When the California Coastal Commission takes up the issue of the Beach Chalet soccer fields during its Thursday meeting, the members of the agency will have before them a document based on a false understanding of what this portion of the park was, is and should be.
The 9.4-acre playing fields sit on the western side of Golden Gate Park, where athletic fields of some sort have existed for more than 75 years. The fields are among the most used in The City, but poor drainage and wear forces them to be closed roughly half of the time, according to the Recreation and Park Department. One of the four fields is typically closed at all times to allow the grass to regrow.
To extend the playing time at the fields, the parks department has entered into a public-private funding proposal with the City Fields Foundation that would pay to replace the grass with artificial turf. The site would also receive new lights to illuminate the fields for more hours, a new children’s playground, new seating and revamped restrooms. These improvements would add more than 9,500 hours of playing time at the fields, which are much needed in a city where field space and time are both at a premium.

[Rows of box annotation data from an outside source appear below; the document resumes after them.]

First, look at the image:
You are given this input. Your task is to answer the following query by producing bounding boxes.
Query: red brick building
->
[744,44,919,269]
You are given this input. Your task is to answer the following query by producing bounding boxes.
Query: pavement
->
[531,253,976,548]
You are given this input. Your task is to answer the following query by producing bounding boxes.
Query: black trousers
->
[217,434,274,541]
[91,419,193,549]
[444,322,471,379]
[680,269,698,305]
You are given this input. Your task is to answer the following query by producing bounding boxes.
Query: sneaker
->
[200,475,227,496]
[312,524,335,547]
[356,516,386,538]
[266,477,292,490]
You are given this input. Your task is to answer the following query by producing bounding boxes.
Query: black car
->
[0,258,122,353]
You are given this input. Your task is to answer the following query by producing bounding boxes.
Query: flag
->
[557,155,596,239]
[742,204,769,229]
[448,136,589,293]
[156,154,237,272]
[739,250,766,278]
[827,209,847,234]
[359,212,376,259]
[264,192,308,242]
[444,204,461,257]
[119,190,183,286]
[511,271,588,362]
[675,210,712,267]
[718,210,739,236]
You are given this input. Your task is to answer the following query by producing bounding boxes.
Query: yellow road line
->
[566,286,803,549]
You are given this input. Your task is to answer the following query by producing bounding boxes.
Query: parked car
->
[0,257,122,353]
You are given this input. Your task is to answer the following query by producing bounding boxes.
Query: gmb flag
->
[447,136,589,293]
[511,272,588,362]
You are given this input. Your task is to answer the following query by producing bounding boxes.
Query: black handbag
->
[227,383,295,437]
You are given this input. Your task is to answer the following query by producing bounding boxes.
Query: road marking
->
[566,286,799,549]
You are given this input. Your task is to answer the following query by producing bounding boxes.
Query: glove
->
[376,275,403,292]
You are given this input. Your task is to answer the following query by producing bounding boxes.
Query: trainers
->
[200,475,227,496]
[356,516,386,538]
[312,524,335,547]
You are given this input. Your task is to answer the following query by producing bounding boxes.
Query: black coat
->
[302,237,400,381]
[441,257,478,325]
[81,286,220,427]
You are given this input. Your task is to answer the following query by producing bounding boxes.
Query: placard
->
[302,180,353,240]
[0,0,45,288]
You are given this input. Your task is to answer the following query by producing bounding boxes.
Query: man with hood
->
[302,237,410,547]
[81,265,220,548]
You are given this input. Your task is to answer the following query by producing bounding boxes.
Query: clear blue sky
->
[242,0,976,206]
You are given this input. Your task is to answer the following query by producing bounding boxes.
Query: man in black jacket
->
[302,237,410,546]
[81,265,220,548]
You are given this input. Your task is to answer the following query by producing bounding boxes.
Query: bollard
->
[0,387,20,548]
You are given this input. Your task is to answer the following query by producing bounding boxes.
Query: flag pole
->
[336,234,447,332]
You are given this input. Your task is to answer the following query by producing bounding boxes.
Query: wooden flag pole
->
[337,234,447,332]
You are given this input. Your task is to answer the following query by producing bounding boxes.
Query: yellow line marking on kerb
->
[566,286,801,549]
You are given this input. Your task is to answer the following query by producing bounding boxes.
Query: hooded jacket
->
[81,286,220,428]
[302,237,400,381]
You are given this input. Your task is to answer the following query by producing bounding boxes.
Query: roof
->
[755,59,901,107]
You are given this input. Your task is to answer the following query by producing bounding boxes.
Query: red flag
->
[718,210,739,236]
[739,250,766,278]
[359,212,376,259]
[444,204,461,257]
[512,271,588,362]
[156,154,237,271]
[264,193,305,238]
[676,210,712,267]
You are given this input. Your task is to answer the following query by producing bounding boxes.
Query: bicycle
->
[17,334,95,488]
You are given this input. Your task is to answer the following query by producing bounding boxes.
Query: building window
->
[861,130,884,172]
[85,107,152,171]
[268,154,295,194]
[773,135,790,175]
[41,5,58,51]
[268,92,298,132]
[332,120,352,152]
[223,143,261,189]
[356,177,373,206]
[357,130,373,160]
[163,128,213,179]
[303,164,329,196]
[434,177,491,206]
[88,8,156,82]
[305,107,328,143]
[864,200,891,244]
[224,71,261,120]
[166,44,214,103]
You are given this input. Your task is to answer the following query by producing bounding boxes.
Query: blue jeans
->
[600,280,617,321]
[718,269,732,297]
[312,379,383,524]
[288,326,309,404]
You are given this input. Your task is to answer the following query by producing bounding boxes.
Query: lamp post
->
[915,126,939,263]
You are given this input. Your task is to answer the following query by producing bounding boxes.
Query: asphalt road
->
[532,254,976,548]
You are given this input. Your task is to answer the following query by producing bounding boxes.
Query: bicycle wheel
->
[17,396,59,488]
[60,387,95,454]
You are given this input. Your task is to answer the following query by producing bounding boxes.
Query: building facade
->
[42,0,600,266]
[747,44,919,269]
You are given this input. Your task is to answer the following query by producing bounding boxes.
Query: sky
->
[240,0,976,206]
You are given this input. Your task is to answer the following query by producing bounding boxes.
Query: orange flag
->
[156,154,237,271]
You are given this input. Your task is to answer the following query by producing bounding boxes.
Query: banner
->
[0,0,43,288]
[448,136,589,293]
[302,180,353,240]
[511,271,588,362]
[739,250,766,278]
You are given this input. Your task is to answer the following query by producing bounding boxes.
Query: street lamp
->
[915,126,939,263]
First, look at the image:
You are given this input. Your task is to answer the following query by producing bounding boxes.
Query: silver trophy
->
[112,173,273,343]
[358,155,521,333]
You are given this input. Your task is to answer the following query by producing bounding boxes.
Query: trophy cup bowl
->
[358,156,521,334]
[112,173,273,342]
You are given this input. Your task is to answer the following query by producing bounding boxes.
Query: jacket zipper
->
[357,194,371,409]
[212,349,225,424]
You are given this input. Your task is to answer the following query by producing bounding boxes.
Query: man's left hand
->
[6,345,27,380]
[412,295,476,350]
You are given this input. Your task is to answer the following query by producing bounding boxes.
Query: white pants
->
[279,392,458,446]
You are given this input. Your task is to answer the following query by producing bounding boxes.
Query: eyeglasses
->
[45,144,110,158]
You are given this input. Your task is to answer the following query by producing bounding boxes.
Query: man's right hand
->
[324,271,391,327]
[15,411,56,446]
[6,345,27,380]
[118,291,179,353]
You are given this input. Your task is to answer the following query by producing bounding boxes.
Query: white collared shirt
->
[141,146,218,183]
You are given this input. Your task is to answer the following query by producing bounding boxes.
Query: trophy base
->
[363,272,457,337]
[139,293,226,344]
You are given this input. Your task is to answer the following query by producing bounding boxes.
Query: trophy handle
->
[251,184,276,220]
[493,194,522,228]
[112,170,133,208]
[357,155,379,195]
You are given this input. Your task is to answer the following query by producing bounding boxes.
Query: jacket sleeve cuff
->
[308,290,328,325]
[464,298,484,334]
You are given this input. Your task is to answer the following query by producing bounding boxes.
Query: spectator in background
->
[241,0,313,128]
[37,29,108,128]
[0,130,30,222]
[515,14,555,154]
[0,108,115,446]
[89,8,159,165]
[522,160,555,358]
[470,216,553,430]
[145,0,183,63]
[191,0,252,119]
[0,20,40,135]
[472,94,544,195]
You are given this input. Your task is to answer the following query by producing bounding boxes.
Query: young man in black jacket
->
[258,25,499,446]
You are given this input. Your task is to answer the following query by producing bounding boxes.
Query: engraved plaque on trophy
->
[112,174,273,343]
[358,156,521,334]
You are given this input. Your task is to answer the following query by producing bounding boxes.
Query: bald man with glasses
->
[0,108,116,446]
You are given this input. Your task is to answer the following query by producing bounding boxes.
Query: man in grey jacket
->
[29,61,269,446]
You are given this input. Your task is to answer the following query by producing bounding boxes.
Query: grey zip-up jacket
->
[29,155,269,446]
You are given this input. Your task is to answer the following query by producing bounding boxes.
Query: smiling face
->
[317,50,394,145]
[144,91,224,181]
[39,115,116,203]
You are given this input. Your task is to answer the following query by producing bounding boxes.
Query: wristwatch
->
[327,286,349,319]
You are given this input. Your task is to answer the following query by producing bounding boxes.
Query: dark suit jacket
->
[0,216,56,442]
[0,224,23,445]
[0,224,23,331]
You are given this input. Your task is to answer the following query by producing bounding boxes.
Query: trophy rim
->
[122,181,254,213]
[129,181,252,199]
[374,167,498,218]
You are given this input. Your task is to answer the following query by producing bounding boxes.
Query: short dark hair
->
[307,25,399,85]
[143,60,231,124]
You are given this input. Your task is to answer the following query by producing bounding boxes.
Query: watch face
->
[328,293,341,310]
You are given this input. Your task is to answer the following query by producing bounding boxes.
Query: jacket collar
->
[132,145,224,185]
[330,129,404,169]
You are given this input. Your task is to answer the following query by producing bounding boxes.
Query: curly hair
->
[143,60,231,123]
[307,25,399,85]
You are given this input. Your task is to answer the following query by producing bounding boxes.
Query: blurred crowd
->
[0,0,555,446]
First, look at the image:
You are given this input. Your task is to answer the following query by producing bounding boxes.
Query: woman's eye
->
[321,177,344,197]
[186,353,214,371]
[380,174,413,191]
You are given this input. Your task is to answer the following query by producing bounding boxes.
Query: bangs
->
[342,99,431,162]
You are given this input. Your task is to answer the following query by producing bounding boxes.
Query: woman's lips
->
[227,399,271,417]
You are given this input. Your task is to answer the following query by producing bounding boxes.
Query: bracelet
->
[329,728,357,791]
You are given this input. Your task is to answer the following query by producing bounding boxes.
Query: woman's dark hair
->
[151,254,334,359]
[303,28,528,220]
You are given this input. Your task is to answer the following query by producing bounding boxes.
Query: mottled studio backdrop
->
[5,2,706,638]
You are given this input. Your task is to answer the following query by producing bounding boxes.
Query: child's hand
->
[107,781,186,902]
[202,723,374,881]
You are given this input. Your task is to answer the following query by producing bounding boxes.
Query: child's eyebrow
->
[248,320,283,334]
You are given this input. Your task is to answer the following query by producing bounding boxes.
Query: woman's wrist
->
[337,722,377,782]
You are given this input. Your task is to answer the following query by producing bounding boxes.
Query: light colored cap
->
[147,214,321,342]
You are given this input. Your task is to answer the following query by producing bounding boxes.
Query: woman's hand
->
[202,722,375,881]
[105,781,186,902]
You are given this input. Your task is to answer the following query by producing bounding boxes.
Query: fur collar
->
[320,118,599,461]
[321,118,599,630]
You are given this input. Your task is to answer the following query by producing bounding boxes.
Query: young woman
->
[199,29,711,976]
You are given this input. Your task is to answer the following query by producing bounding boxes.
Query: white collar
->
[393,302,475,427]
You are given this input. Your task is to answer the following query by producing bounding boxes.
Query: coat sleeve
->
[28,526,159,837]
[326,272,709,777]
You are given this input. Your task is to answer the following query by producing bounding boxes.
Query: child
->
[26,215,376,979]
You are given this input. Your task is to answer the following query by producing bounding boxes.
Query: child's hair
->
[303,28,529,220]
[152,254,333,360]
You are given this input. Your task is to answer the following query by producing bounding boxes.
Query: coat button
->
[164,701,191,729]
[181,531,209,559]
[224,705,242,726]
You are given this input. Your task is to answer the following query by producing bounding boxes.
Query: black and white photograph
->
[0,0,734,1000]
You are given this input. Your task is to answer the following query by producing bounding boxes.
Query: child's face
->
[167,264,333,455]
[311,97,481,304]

The plan has been approved locally, but an appeal to the Coastal Commission prompted the report. In that document, agency staff members erroneously refer to the existing fields as “pastoral landscape,” arguing that features of the playing field, including the lines that mark the athletic fields, could be harmful to wildlife.
Opponents of this plan and now the Coastal Commission’s staff make it appear as though the Recreation and Park Department is clear-cutting virgin forest in an isolated area to make way for a mega development. The truth is that the site, which comprises less than 1 percent of the total space in Golden Gate Park, is already a playing field with marked lines. The arguments against lighting range from the light pollution it could cause to the impacts the lights would have on migrating birds. The report even objects to the sideline seating from which parents would be able to watch their children play sports. Oh, yes, and the new soccer fields are too rectangular!
The report’s main is that the area should remain natural, as is called for in a Golden Gate Park master plan. But, of course, a truly natural Golden Gate Park would consist of the sand dunes that used to dominate the area before the park was created. Others argue that the area should consist of trees and walking paths. However the Coastal Commission staff argues that nine acres of mowed grass — but not artificial turf — would be natural.
This paper has argued before that if there were not already playing fields at this location, this project would be an inappropriate one. But given the history of the past 75 years, this project wisely upgrades the existing use to make it more usable for the children and adults who need more space for sports in The City. The remaining 99 percent of Golden Gate Park is there for everything else.